En la muerte de Kofi Annan: el deber de proteger

Muchos elogios ha recibido quien fue secretario general de la ONU desde 1997 hasta 2006, tras el anuncio de su muerte el 18 de agosto. También, recuerdo de intentos fallidos de evitar flagrantes acciones violentas contra la paz en el mundo. Su ilusión de construir un nuevo orden internacional a tono con el siglo XXI –así, la reforma de la carta de las Naciones Unidas- chocó fundamentalmente con el absoluto de la soberanía estatal.

            En esa línea se inscribe su gran deseo de dar forma jurídica a una institución elaborada por internacionalistas destacados: el derecho a la intervención humanitaria, con el correspondiente deber de proteger. Consciente de los sufrimientos de la población civil en tantos conflictos regionales, evoco hoy esa figura, en honor de Kofi Annan, que la impulsó cuanto pudo y consiguió que la Asamblea General de la ONU la adoptara como principio en 2005.

            No olvido tampoco su carácter quizá utópico en momentos de resurgir nacionalista. Basta pensar en los esfuerzos de Steve Bannon, artífice de la victoria de Trump en noviembre de 2016, para contribuir a crear con fondos americanos un movimiento de ultra derecha, que causaría graves heridas a la Unión Europea. Contra ese fenómeno identitario, considero una vez más que la soberanía del Estado no puede ser absoluta ni en lo económico ni en lo político. Sin aceptar medidas que suponen compartirla –aunque el nacionalismo las valore como cesiones- resulta imposible consolidar el futuro de Europa y asegurar la concordia de la comunidad internacional.
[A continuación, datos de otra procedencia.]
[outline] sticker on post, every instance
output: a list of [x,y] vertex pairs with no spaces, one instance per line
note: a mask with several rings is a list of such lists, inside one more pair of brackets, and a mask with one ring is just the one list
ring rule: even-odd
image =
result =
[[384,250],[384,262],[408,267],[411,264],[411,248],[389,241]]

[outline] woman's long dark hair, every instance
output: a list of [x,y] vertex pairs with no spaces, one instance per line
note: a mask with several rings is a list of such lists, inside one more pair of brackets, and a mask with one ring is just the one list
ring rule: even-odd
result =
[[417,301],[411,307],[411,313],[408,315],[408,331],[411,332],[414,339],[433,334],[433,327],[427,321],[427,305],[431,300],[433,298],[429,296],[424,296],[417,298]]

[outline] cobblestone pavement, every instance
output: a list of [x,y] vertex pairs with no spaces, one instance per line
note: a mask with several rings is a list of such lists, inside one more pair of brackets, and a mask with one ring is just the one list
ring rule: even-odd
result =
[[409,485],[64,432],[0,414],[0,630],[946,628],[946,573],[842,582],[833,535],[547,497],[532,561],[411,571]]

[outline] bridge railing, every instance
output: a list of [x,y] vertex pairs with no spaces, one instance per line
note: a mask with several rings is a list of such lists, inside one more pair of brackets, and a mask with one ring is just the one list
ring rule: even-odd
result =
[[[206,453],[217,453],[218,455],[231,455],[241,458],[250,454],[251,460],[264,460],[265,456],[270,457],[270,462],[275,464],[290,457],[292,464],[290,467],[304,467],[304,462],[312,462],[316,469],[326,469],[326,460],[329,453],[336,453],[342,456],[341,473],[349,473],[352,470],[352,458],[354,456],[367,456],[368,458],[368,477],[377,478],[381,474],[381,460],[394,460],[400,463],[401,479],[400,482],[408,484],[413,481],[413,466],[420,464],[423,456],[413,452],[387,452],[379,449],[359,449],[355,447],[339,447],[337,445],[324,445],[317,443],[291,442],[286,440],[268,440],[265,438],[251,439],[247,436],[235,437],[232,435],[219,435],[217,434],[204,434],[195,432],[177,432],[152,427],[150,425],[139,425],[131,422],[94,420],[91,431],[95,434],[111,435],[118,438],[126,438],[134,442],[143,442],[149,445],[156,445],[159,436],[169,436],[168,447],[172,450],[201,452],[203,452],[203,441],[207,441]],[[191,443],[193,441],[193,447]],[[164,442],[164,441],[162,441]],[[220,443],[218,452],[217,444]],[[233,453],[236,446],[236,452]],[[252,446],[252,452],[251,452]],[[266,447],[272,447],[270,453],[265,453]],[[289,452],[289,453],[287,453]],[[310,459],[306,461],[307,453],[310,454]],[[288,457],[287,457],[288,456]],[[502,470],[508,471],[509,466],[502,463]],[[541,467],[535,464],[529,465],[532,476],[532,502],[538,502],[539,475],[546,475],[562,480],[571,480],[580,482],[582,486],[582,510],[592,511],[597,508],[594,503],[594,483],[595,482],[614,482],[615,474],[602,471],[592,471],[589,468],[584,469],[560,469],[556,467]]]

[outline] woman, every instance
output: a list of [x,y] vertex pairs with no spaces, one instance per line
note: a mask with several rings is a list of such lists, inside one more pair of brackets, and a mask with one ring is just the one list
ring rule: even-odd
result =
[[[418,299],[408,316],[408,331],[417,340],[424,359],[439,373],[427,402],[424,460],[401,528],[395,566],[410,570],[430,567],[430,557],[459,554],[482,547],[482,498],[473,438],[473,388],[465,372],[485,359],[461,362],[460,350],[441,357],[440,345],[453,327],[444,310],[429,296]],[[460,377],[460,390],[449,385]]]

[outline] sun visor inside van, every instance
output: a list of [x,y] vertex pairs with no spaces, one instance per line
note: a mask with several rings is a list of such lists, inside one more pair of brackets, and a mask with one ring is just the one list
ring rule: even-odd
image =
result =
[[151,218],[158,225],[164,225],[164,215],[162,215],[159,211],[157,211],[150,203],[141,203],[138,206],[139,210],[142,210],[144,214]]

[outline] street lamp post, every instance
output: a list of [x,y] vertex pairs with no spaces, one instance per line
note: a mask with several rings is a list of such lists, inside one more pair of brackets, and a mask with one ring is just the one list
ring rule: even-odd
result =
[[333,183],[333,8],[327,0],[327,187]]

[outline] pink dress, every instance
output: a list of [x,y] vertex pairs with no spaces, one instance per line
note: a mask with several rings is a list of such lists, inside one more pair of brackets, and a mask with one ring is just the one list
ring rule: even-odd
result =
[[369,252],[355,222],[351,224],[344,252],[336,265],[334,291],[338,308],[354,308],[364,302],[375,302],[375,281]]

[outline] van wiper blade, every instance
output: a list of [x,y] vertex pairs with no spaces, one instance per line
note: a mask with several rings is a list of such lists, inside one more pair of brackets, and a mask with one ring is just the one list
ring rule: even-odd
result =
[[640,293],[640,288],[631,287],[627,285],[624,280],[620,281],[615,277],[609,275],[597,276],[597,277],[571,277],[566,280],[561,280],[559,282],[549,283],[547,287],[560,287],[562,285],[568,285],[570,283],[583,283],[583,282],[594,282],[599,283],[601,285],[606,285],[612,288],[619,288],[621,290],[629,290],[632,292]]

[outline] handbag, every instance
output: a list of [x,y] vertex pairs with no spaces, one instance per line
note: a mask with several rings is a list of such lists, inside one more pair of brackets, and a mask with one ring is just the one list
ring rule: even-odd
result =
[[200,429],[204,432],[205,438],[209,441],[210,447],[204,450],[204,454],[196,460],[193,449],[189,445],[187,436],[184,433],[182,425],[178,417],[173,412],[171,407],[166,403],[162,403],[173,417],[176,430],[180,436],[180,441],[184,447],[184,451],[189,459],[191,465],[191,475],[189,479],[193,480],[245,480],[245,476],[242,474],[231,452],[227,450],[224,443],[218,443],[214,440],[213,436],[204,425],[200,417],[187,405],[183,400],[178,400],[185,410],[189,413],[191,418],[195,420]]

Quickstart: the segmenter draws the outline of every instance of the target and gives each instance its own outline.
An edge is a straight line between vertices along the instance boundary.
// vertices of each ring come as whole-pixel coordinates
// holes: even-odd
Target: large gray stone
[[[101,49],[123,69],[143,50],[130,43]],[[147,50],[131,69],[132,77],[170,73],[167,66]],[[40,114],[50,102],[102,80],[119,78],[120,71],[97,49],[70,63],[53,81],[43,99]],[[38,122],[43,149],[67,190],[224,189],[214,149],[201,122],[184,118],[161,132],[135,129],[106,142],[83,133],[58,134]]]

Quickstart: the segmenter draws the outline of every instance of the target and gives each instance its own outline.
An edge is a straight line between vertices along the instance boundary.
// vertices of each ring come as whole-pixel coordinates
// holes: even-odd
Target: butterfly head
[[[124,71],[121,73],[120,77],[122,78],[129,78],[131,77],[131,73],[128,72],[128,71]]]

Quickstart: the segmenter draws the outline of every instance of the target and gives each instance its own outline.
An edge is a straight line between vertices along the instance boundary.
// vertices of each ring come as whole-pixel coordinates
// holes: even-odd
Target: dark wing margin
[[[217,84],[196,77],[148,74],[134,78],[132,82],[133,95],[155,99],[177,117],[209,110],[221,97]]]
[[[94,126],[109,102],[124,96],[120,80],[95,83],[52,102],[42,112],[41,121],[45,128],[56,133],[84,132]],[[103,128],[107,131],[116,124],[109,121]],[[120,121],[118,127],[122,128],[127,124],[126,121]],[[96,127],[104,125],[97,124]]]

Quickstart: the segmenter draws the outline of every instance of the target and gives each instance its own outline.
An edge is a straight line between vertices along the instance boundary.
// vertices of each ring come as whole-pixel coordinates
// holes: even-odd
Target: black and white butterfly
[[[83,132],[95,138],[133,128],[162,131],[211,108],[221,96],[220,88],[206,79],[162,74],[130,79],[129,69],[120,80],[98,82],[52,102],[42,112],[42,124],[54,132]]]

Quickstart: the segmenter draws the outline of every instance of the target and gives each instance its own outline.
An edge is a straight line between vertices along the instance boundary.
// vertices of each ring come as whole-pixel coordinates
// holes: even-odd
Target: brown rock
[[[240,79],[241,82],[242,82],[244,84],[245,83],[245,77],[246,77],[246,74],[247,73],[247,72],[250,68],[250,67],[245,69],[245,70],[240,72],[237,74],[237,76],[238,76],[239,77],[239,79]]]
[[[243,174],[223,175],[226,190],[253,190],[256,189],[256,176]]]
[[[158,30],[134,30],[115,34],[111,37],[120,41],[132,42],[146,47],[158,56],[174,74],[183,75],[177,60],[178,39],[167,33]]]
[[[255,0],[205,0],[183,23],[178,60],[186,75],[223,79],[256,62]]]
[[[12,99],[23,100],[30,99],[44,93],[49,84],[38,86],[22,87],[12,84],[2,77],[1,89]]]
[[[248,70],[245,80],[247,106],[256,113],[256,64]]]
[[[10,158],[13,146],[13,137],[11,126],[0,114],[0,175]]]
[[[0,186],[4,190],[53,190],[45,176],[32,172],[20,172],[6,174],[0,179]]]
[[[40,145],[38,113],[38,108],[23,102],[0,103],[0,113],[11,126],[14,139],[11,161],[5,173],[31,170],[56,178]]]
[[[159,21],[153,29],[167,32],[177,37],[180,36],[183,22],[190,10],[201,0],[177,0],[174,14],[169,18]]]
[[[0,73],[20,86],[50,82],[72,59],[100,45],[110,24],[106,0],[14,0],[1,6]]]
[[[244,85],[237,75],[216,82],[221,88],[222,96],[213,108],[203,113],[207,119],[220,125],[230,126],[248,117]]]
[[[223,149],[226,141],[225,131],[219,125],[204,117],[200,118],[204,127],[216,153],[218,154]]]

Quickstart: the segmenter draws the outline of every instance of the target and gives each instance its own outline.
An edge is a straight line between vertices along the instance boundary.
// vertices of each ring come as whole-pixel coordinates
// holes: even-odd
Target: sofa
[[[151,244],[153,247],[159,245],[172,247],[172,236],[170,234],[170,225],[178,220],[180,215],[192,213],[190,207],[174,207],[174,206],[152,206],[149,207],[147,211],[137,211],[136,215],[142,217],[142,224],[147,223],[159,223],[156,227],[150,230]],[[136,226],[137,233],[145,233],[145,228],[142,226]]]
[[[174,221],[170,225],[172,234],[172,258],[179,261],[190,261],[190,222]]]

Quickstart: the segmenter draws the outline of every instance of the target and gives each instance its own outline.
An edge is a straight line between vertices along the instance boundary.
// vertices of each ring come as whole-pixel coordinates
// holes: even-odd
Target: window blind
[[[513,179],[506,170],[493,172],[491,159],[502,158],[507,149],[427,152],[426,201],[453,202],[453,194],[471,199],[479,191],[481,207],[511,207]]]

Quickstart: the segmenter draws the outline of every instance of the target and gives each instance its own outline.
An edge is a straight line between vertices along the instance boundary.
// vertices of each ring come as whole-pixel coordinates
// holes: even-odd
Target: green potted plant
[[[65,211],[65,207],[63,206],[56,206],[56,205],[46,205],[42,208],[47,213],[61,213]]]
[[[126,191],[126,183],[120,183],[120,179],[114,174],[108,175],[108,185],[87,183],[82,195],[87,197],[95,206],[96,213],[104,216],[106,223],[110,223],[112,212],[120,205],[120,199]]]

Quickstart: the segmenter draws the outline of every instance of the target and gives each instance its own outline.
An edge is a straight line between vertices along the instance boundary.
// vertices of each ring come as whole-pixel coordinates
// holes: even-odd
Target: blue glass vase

La construcción de Bodino, presente en la Sociedad de Naciones y en la ONU, ha resistido en contra de la profecía de Álvaro D’Ors en los años sesenta: si la pólvora destruyó el feudalismo, los Estados nacionales no subsistirían en tiempos de armas atómicas.

            La insistencia actual en la soberanía invita aún más a ponerla entre paréntesis: es preciso evitar la violación de derechos humanos elementales, de acuerdo con la doctrina de la injerencia –mejor intervención‑ humanitaria, inseparable del deber de proteger a los más débiles en situaciones conflictivas.

            No era ese el objetivo de errores como los de Libia o Irak. Pero es preciso superar obstáculos para realizar acciones humanitarias –no intervenciones armadas- que eviten masacres como las de Siria o Sudán: Kofi Annan, enviado especial de la ONU y la Liga Árabe a Siria en 2012, no consiguió por desgracia que el derecho internacional se aplicase por encima de la omnímoda soberanía nacional, invocada por gobernantes responsables tantas veces de los sufrimientos de sus pueblos.

            Con su proverbial claridad, lo resumió Benedicto XVI ante la asamblea general de la ONU en abril de 2008: “Todo Estado tiene el deber primario de proteger a la propia población de violaciones graves y continuas de los derechos humanos, como también de las consecuencias de las crisis humanitarias, ya sean provocadas por la naturaleza o por el hombre. Si los Estados no son capaces de garantizar esta protección, la comunidad internacional ha de intervenir con los medios jurídicos previstos por la Carta de las Naciones Unidas y por otros instrumentos internacionales”.

            Estos días se ha hablado mucho de Grecia, que cedió soberanía para ajustar sus maltrechas finanzas. El precio ha sido alto. Pero más cara resulta para los ciudadanos de tantos países la ausencia de esa intervención en defensa de la dignidad humana.

            El derecho internacional tiene siempre algo de utópico, en particular desde las perspectivas dominantes en las ciencias jurídicas desde el siglo XIX, cada vez más voluntaristas con Ihering, y con un positivismo formalista llevado al culmen por Kelsen. En el fondo, se echa de menos la posibilidad inmediata de aplicar la coactividad, como en los ordenamientos estatales. Pero no se puede renunciar, a pesar de tanta barbarie, al proceso de progresiva humanización de las relaciones internacionales.

            Un mundo globalizado exige procedimientos jurídicos semejantes a los de los países democráticos: leyes consensuadas por los representantes del pueblo, políticos elegidos para desarrollarlas y jueces independientes que sancionen su incumplimiento, siempre con los derechos humanos como fundamento de la legitimidad internacional El deber de proteger es una evidente exigencia ética, al menos, en frase de Juan Pablo II, como “último recurso para detener la mano del agresor injusto”. En expresión repetida de Kofi Annan, la fuerza de la ley ha de imponerse a la ley del más fuerte.